Home health care aides working twenty-four hour shifts can be paid for as little as thirteen hours under certain conditions, according to a March ruling from the New York Court of Appeals in Andryeyeva v. New York Health Care, Inc. The Court of Appeals remanded, however, for lower courts to consider whether employers were adhering to the sleep and meal time requirements of the minimum wage law.

The DOL Minimum Wage Order

New York’s Minimum Wage Act requires that all employees be paid a minimum wage for each hour worked. The Act delegates to the Commissioner of Labor the authority to set the minimum wage by issuing “wage orders.” In March 2010, the Department of Labor issued an opinion letter on the wage order applicable to home health care aides, including the calculation for “live-in employees,” who are assigned to a patient’s home on twenty-four hour shifts. The letter stated that:

  • Live-in employees must be paid at least thirteen hours for each twenty-four hour period, as long as they receive: (a) eight hours for sleep and actually receive five hours of uninterrupted sleep; and (b) three hours for meals.
  • If an aide does not receive five hours of uninterrupted sleep, the sleep period exclusion does not apply and the employee must be paid for all eight hours.
  • If the aide does not receive three work-free hours for meals, the three hour meal period does not apply and the employee must be paid for all three hours.
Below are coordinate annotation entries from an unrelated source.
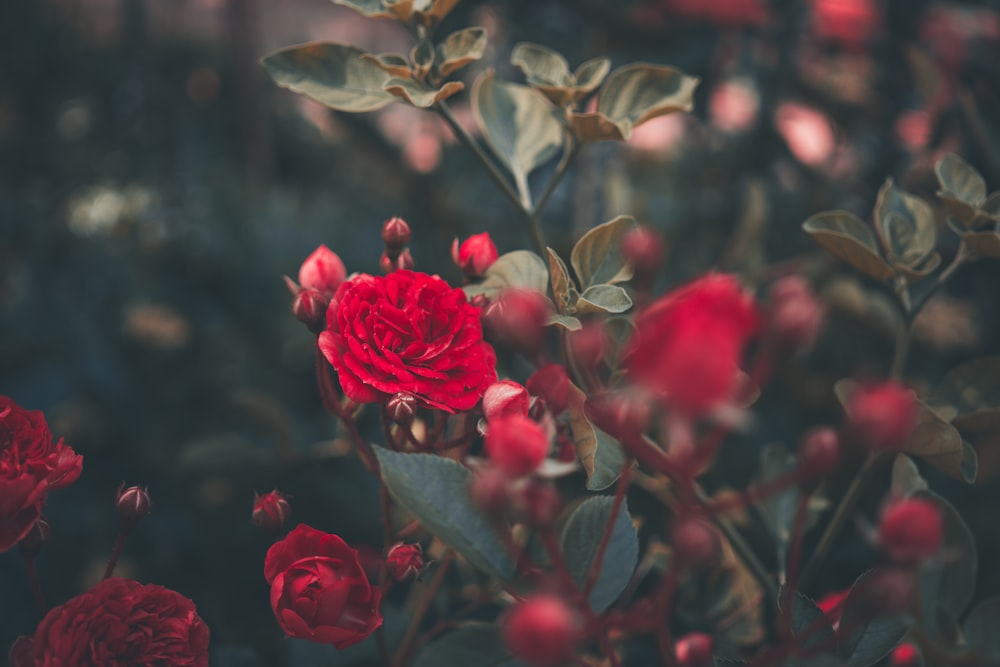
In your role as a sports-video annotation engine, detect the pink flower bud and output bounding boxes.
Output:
[382,218,410,250]
[769,275,823,350]
[525,364,569,415]
[115,484,151,528]
[486,415,549,477]
[385,542,424,581]
[483,380,530,422]
[670,516,720,569]
[451,232,498,278]
[251,491,292,533]
[674,632,715,667]
[847,380,920,450]
[299,245,347,300]
[878,498,944,564]
[621,227,666,278]
[502,595,583,667]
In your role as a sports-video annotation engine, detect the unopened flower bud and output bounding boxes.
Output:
[768,275,823,350]
[483,380,530,422]
[385,542,424,581]
[878,498,944,564]
[385,391,417,426]
[670,517,720,569]
[299,245,347,300]
[382,218,410,256]
[115,484,151,528]
[502,595,583,667]
[525,364,569,415]
[486,415,549,477]
[251,490,292,533]
[674,632,715,667]
[621,227,665,279]
[847,381,920,450]
[17,518,52,560]
[292,288,329,333]
[451,232,498,278]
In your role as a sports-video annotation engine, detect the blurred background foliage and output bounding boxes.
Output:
[0,0,1000,666]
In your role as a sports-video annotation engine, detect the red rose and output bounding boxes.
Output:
[264,524,382,648]
[626,273,758,416]
[18,577,208,667]
[0,396,83,552]
[319,270,496,412]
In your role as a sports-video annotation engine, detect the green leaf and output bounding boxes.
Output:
[261,42,396,113]
[838,571,906,667]
[462,250,549,301]
[597,63,698,138]
[569,215,636,289]
[472,71,563,192]
[567,382,625,491]
[374,447,515,581]
[546,248,576,313]
[802,211,893,280]
[413,623,511,667]
[576,285,632,314]
[962,596,1000,660]
[385,79,465,109]
[437,27,487,76]
[875,178,937,268]
[914,491,979,636]
[560,496,639,614]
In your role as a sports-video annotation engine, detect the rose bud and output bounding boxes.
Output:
[847,380,920,450]
[292,288,329,333]
[115,484,151,528]
[17,518,52,560]
[670,516,720,569]
[769,275,823,350]
[878,498,944,564]
[251,490,292,533]
[502,595,583,667]
[889,642,924,667]
[382,218,410,256]
[674,632,715,667]
[385,542,424,582]
[525,364,569,415]
[451,232,498,278]
[299,245,347,300]
[621,227,666,279]
[483,380,531,422]
[486,415,549,477]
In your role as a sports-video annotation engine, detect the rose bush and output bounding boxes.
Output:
[319,271,496,412]
[264,524,382,649]
[11,578,209,667]
[0,396,83,552]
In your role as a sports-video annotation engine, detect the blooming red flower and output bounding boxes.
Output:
[0,396,83,552]
[625,273,758,416]
[319,270,496,412]
[264,524,382,648]
[15,577,209,667]
[451,232,498,278]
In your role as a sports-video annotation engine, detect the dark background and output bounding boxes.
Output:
[0,0,1000,665]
Plaintiffs’ Class Action Allegations and the Appellate Division Ruling

In two separate cases, plaintiffs sought to certify a class of home health care aides based on the employers’ failure to pay a required minimum wage for each hour of a twenty-four hour shift. In addition to the failure to pay for each hour of the twenty-four hours, plaintiffs alleged that they routinely did not receive five hours of uninterrupted sleep and were not allowed to take meal breaks.

The Appellate Division affirmed the certification of a class, rejecting the DOL interpretation of the wage order as “neither rational nor reasonable.” The Appellate Division reasoned that the employees were required to be present at the patient’s home and to perform services as needed and be available for work for the full twenty four hours.

In October 2017, DOL issued a Notice of Emergency Rulemaking in response, “to preserve the status quo, prevent the collapse of the home care industry, and avoid institutionalizing patients who could be cared for at home.” In a separate action in September 2018, the Supreme Court in New York County invalidated the emergency regulation.

Court of Appeals Sides With DOL and Employers

The Court of Appeals first cited authority that courts must defer to an administrative agency’s rational interpretation of its own regulations. Also, an agency construction that has been followed for a long period of time is entitled to great weight.

As applied to twenty-four hour shift workers, the DOL interpreted the requirement “to be available for work at a place prescribed by the employer” to exclude up to eleven hours for sleep and meal breaks, based on DOL’s understanding that these are regularly scheduled substantial periods of assignment-free personal time. The Court of Appeals concluded that the DOL interpretation was not inconsistent with the plain language of the wage order, and was not an irrational or unreasonable construction as applied to 24-hour shift workers.

The Court observed that the DOL interpretation had been consistent for nearly five decades, and had been set out in the DOL Investigator’s Manual and DOL memoranda and opinion letters. The DOL advanced its conclusion that employees who enjoy genuine sleep and meal breaks are not meaningfully available for work during those periods. The Court found that with respect to home health care aides, this interpretation was supported by DOL’s experience with the particularities of the home health aide occupation. The Court also found DOL’s interest in conforming state and federal guidance on the proper calculation of compensable hours to be reasonable.

Remand for Allegations of Lack of Sleep and Meal Times

Although the Court held for the employers on the DOL twenty-four hour interpretation, it remanded for the lower courts to consider the merits and class certification arguments concerning the plaintiffs’ other allegations. The Court described the DOL interpretation as a “hair trigger” that immediately makes the employer liable for paying every hour of the 24-hour shift if it fails to provide the minimum sleep and meal times required, and on remand the lower courts would have to consider whether the employers had complied with all DOL requirements.

The Court of Appeals stressed that it was not ignoring the “claims that a vulnerable population of workers is being mistreated.”

Plaintiffs’ allegations are disturbing and paint a picture of rampant and unchecked years-long exploitation. Plaintiffs allege, among other things, that they rarely received required sleep and meal time during 24-hour shifts, were expected and required to attend to patients numerous times each night, and that defendants failed to track actual hours worked or make a serious effort to ensure adequate sleep and meal times, as required by law.

This decision avoids the danger expressed by DOL that a ruling requiring twenty-four hour payment for all home health care aides could lead to “the collapse of the home care industry.” Nevertheless, it does signal that DOL and the Courts are likely to look very closely to whether home health care employers are rigorously adhering to the “hair trigger” minimum wage requirements for those workers.